Из восьмидесяти трех человек, отправлявшихся в столицу Дилириса, назад скакали лишь пятьдесят шесть, но иначе было нельзя. Враги должны знать, что клятва, данная Вороньему Королю, нерушима и что любой
Лично Изегрим отправил бы принца Тариваса на тот свет, однако он понимал, что иногда просто убить человека — означает оказать тому незаслуженную милость, а потому не возражал против наказания, назначенного старым другом.
"Пусть теперь его высочество попробует жить во мраке, в котором пребывает его сердце. Быть может, немного поумнеет и научится не делать с другими того, чего не хотел бы ощутить на своей шкуре".
Однако Изегрим понимал, что у приказа Корвуса была и другая, куда более прагматичная сторона, которую обезумевший от горя отец мог и не осознавать разумом. Мертвый принц — это война без вариантов. Слепой принц — это пускай и призрачный, но шанс на переговоры.
Именно поэтому Изегрим и торопился в Кастэллум, туда, где сейчас должны были собираться полки. Точнее, та их часть, что по планам Корвуса потребуется для карательной экспедиции.
* * *
Они скакали без передышки, загоняя коней и сменяя их на новых, и все равно, огни Кастэллума зажглись на горизонте уже в глубокой ночи. Изегрим понимал, что и его спутницы, и даже ловчие валятся с ног от усталости, но просто не мог заставить себя промедлить и остановиться на привал!
А потому, когда отряд наконец-то оказался во дворе замка, люди буквально попадали с седел в изнеможении. Сам же Охотник легко соскочил на каменные булыжники и, бросив поводья подбежавшему слуге, широким шагом устремился к тронному залу, в котором, как он знал, сейчас должен был находиться кровный брат.
Слуги и сановники расступались, сгибая спины в почтительных поклонах, Изегрим коротко кивал им, совсем не обращая внимания на то, с кем здоровается. Несмотря на глубокую ночь, жилище Корвуса бурлило жизнью, точно подожженный муравейник.
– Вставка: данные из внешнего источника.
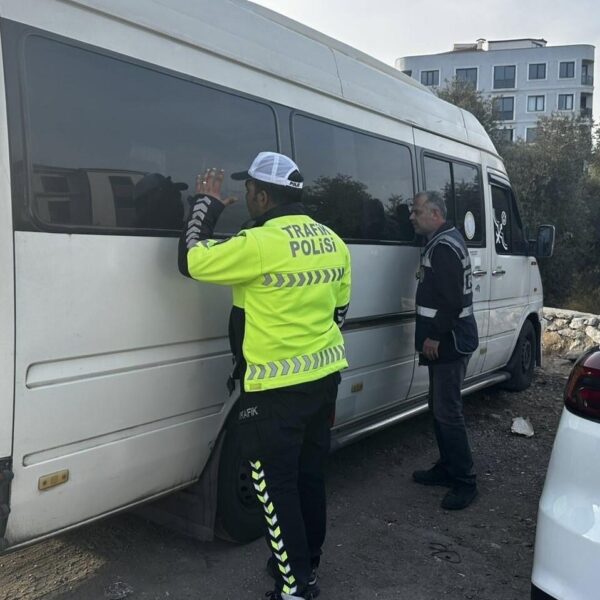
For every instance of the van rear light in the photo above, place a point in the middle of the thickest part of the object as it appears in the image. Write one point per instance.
(582, 394)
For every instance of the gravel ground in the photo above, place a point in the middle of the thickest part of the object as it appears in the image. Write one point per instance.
(388, 538)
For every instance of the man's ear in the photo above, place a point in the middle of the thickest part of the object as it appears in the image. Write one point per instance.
(263, 198)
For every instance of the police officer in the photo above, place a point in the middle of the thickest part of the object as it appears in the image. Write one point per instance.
(445, 337)
(291, 288)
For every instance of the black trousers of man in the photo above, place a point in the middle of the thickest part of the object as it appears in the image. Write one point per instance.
(286, 432)
(445, 403)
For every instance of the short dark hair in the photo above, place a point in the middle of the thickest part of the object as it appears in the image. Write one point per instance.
(436, 200)
(280, 194)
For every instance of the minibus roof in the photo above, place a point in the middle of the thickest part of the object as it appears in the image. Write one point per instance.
(267, 41)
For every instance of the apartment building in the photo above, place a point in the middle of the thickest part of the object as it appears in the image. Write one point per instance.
(526, 78)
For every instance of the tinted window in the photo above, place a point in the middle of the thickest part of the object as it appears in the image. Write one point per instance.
(460, 186)
(469, 202)
(97, 125)
(438, 178)
(508, 231)
(359, 185)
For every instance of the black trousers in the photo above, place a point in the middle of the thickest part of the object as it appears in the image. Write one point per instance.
(286, 432)
(445, 402)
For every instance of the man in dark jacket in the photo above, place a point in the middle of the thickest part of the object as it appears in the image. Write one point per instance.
(445, 337)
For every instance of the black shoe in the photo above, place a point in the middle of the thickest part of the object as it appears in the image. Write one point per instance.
(313, 587)
(277, 595)
(437, 475)
(459, 497)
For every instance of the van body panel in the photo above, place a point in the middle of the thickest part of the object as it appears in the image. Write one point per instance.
(7, 293)
(118, 372)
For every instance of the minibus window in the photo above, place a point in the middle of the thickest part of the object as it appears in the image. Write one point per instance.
(97, 125)
(438, 178)
(469, 203)
(357, 184)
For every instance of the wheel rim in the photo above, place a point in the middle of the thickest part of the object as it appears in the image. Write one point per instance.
(526, 355)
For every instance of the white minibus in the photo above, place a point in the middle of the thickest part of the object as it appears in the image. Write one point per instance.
(113, 366)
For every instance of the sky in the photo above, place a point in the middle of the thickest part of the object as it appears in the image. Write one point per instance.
(388, 29)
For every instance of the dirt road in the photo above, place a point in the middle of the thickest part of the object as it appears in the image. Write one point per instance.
(388, 538)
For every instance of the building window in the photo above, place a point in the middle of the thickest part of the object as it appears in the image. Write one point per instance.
(531, 134)
(467, 75)
(504, 77)
(536, 103)
(537, 71)
(567, 70)
(586, 74)
(430, 78)
(565, 102)
(504, 108)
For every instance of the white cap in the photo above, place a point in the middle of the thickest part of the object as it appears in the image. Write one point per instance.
(271, 167)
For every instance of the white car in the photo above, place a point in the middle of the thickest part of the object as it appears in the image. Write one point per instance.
(566, 563)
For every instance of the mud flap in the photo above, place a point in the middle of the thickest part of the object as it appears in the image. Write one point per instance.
(6, 476)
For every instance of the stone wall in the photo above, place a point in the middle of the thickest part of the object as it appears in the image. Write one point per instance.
(569, 333)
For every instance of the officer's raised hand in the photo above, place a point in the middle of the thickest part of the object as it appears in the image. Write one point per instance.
(209, 184)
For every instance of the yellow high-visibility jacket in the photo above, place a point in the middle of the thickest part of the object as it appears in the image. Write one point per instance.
(290, 276)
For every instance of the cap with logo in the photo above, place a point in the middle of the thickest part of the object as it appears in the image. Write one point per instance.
(271, 167)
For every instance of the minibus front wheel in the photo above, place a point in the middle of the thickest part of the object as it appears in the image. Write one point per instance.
(521, 363)
(239, 515)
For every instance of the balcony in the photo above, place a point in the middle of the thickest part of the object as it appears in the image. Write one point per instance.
(587, 80)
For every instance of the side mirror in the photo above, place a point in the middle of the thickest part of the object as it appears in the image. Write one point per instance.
(545, 241)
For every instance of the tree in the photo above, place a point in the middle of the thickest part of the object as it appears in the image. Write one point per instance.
(552, 180)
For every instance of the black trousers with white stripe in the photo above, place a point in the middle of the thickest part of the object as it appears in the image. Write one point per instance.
(286, 432)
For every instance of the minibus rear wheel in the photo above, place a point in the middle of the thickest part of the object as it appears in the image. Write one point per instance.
(239, 515)
(521, 363)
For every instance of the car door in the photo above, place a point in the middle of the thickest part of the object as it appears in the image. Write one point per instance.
(509, 281)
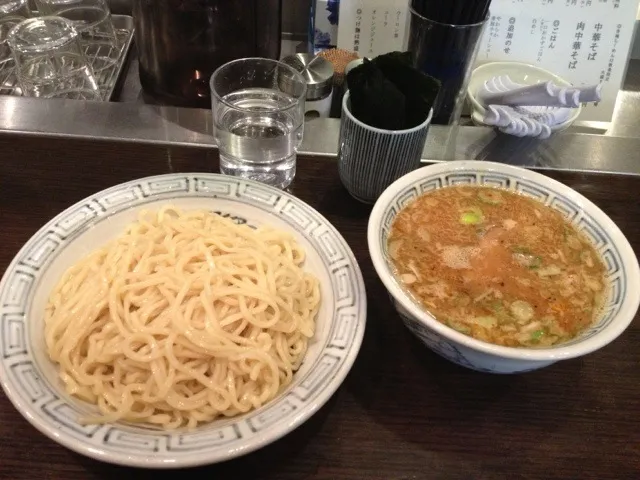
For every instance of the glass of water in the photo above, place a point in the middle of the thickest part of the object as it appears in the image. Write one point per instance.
(98, 36)
(258, 117)
(49, 62)
(12, 12)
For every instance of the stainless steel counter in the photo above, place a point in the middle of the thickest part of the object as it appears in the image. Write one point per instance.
(614, 147)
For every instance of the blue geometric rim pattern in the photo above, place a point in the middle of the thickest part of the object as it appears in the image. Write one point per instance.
(22, 376)
(579, 218)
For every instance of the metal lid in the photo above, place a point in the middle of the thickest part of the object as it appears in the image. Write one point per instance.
(316, 70)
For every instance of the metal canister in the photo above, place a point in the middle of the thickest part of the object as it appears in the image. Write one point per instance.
(318, 73)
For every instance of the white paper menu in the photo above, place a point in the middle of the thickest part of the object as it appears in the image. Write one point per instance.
(373, 27)
(583, 41)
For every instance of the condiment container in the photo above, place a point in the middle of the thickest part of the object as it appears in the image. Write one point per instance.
(318, 72)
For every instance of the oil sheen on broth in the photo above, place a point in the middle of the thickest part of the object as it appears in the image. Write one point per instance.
(497, 266)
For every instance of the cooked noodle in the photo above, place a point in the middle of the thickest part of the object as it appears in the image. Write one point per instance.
(183, 318)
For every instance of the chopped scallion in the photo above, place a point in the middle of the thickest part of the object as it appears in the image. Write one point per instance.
(537, 335)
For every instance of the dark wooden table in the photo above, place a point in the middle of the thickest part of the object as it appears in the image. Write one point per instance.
(403, 412)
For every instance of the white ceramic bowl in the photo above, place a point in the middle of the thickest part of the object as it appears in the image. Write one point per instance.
(30, 379)
(622, 265)
(522, 73)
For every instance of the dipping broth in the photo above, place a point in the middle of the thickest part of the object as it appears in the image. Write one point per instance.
(498, 266)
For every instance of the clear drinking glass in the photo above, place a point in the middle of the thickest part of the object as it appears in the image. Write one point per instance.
(12, 12)
(258, 117)
(92, 19)
(49, 60)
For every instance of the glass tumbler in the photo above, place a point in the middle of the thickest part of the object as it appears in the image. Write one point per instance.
(12, 12)
(92, 19)
(49, 60)
(258, 117)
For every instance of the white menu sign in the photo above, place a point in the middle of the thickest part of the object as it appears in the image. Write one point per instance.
(373, 27)
(583, 41)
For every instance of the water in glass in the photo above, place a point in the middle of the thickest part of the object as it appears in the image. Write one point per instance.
(258, 131)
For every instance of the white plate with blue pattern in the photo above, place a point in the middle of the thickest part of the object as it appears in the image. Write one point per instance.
(622, 271)
(30, 379)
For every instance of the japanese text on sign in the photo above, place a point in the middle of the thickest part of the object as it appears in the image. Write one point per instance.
(583, 41)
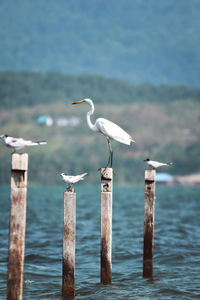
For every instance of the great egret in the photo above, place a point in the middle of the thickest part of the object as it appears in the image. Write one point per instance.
(109, 129)
(156, 164)
(19, 143)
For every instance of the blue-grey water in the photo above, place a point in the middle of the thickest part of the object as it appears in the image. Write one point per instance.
(176, 251)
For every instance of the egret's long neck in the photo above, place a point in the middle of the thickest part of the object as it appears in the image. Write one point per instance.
(89, 113)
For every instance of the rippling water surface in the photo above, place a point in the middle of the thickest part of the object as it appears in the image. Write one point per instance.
(176, 251)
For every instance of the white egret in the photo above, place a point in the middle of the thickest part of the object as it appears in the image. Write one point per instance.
(109, 129)
(18, 143)
(156, 164)
(70, 179)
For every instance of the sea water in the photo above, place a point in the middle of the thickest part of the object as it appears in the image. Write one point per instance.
(176, 249)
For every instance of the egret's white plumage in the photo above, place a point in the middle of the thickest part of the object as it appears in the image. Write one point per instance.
(70, 179)
(109, 129)
(19, 143)
(156, 164)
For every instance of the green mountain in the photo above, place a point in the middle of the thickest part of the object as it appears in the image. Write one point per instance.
(163, 120)
(154, 42)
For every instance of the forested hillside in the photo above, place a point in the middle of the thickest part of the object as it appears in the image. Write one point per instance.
(155, 42)
(29, 89)
(164, 121)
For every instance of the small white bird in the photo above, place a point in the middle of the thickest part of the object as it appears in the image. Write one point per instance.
(156, 164)
(109, 129)
(70, 179)
(18, 143)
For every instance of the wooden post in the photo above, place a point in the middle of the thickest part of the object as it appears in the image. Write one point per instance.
(149, 216)
(69, 232)
(106, 225)
(19, 168)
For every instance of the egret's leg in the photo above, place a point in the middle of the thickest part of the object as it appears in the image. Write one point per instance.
(110, 154)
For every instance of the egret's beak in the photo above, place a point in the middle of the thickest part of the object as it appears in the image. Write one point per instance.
(78, 102)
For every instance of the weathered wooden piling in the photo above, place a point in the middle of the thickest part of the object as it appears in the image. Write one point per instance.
(149, 216)
(69, 232)
(19, 168)
(106, 225)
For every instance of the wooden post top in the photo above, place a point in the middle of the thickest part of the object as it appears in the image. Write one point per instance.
(19, 161)
(150, 175)
(106, 179)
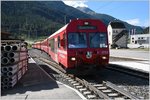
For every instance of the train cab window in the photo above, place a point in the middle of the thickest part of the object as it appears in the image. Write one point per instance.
(98, 40)
(77, 40)
(59, 42)
(52, 44)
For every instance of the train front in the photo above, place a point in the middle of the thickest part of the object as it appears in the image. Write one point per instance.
(87, 42)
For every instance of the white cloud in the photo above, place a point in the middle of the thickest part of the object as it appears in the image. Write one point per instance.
(135, 21)
(76, 3)
(138, 22)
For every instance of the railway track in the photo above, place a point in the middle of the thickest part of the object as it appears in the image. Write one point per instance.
(105, 90)
(125, 70)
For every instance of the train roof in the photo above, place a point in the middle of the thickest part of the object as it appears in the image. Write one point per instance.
(57, 32)
(117, 24)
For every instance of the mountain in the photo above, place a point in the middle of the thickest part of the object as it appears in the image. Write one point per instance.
(107, 18)
(31, 19)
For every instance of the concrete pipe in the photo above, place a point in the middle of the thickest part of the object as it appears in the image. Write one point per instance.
(12, 83)
(4, 54)
(23, 57)
(2, 84)
(19, 75)
(7, 48)
(4, 74)
(5, 87)
(13, 60)
(11, 73)
(15, 48)
(23, 49)
(4, 69)
(14, 67)
(5, 80)
(13, 78)
(2, 48)
(23, 53)
(13, 54)
(19, 65)
(5, 61)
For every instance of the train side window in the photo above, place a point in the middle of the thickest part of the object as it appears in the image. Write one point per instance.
(64, 39)
(52, 44)
(59, 42)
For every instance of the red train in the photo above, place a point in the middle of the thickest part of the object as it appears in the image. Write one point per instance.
(79, 46)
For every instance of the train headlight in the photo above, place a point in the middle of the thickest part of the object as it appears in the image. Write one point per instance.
(73, 58)
(104, 57)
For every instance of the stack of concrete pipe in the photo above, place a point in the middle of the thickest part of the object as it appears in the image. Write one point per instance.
(14, 61)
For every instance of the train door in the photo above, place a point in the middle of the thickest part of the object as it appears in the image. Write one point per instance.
(56, 49)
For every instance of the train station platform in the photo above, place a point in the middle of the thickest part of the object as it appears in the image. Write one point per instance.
(139, 59)
(35, 84)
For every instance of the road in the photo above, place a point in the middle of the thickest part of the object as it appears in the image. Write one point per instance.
(143, 55)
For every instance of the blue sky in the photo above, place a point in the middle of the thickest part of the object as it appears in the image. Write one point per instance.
(135, 12)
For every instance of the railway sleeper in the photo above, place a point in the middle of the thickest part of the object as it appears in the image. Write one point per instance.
(79, 87)
(82, 89)
(73, 82)
(113, 94)
(107, 91)
(76, 84)
(91, 96)
(98, 85)
(101, 88)
(87, 92)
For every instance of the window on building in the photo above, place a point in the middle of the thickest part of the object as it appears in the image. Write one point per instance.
(58, 41)
(51, 42)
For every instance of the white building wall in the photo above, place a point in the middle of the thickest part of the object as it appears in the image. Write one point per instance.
(112, 32)
(139, 40)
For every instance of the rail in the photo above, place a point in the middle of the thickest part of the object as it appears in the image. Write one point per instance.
(106, 90)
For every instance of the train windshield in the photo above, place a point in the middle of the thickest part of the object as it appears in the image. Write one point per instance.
(98, 40)
(77, 40)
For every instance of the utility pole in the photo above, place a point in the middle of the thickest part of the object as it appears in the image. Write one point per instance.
(65, 18)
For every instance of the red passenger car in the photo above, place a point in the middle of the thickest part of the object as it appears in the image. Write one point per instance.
(79, 46)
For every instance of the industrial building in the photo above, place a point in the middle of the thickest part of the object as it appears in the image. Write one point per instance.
(139, 41)
(117, 35)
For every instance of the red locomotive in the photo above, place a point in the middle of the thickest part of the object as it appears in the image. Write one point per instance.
(79, 46)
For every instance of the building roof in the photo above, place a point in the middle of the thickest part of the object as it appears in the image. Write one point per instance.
(117, 24)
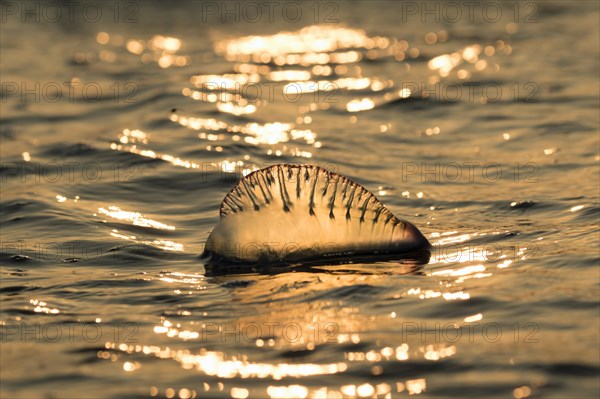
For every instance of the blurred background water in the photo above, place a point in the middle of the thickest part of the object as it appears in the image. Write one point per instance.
(125, 124)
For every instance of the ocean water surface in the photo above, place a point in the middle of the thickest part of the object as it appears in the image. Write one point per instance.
(122, 133)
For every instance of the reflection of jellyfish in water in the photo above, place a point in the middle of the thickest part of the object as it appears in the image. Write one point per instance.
(305, 214)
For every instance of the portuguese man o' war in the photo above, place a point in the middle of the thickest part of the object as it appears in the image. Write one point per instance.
(295, 213)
Все бегали по делам, таскали из хранилищ зачарованное оружие и доспехи, носили туда-сюда кипы бумаг, и, конечно же, совещались, совещались, и еще раз совещались.
Все понимали, что затевается нечто серьезное, и никто не хотел подводить Отца нерасторопностью.
"Кажется, в замке сегодня не спит ни одна живая душа," — подумал Изегрим. — "И это правильно: у нас почти не осталось времени, а поготовить следует слишком многое".
Возле дверей, ведущих в тронный зал, дежурили десять закованный в тяжелую броню гвардейцев-каррасов во главе с генералом Каш-роном.
То, что предводитель гордых и бесстрашных каррасов лично возглавлял караул о многом говорило Изегриму, и не нравилось ему.
— Господин, — вороноголовый поклонился при виде Охотника.
— Здравствуй, Каш-рон, как там Корвус?
— Плохо, господин. Заперся вместе с Эрато и никого не пускает.
— Александера не призвал?
— Нет, тот занят на Великой Равнине.
"Стало быть, все еще не настолько кошмарно, как могло бы быть", — подумал Изегрим.
— Понял, открой.
— Нет. — Голос карраса не дрогнул, а птичьи глаза прищурились, глядя на человека непроницаемо и враждебно. — Он приказал никого не впускать.